Turns out that Elle is the daughter of company man Bob… I thought she was just being sarcastic on the phone from Ireland!
Suresh abducts HRG at gunpoint, and takes him to Elle; though apparently West has been spying on poppa Bennet a little more after their first encounter, and intervenes. Fly-boy also saves Suresh, by acting as Bennet’s conscience as he’s about to pop the Doc. End result: HRG’s got Elle, and leaves Mo unconscious on the deck.
Unfortunately, Bob’s tracked down Claire, and the rest of the family… So he’s got here.
HRG gets Elle to propose a hostage swap with daddy the alchemist. But only after he’s imparted some home truths to lightning girl about the way her father treated her back in the day, giving a nice insight into exactly why he’s so determined to stop them getting their hands on his charge.
Bob agrees… But only after we see him take a pack of blood from Claire.
The swap does not go down well… Elle shoots West, HRG shoots Elle but – just as he’s about to shoot Bob – gets iced by Mohinder, fulfilling the prophecy from Isaac’s paintings. Is that it for HRG…? Claire, West and the rest of the Bennet clan certainly think so. Bob, weirdly, looks very sad when this happens.

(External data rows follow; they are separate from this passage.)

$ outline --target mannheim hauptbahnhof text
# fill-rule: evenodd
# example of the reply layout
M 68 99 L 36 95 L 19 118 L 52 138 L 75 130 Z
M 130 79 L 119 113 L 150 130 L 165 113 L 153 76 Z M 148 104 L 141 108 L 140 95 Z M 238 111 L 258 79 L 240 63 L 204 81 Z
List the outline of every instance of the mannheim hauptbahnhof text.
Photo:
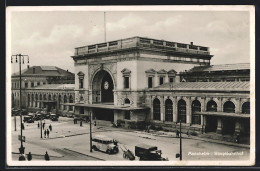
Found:
M 22 71 L 22 108 L 75 114 L 126 128 L 149 124 L 208 138 L 250 139 L 250 64 L 211 64 L 210 48 L 132 37 L 75 48 L 75 74 L 56 66 Z M 215 56 L 217 58 L 217 56 Z M 19 73 L 12 107 L 19 108 Z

But no…! Remember that pack of Claire’s super-claret (I’ve seen Lock, Stock… y’know)? Well, apparently Noah’s important enough – or they hate him enough – to use it to bring him back from the great beyond! Yay… I think.
In other news: moody Matt is still trying to piece together history of the company, and is especially interested in one, as yet un-revealed subject in the picture of the company’s founding fathers, Angela Pratt. He has to use some of his new-found talents on Angela Patrelli to get a name; not pleasant and indicative that Matt may be more like daddy than he cares to admit.
The fact that there’s a lot of action in this episode is great, but what’s really good – ironically, considering some of my past criticism, is that the personal relationships are back on track. No news on Sylar, Maya and Alejandro (I think their story may get snipped a lot courtesy of the potential for a shortened series ‘cause of the WGA strike). Nor is there anything on any other new Heroes, Niki, Micah or info on what Peter and Adam are up to – apart from offing members of the company hierarchy, that is.
But, thankfully, that doesn’t matter, ‘cause there’s little doubt that there’s a storm a-comin’. Great stuff.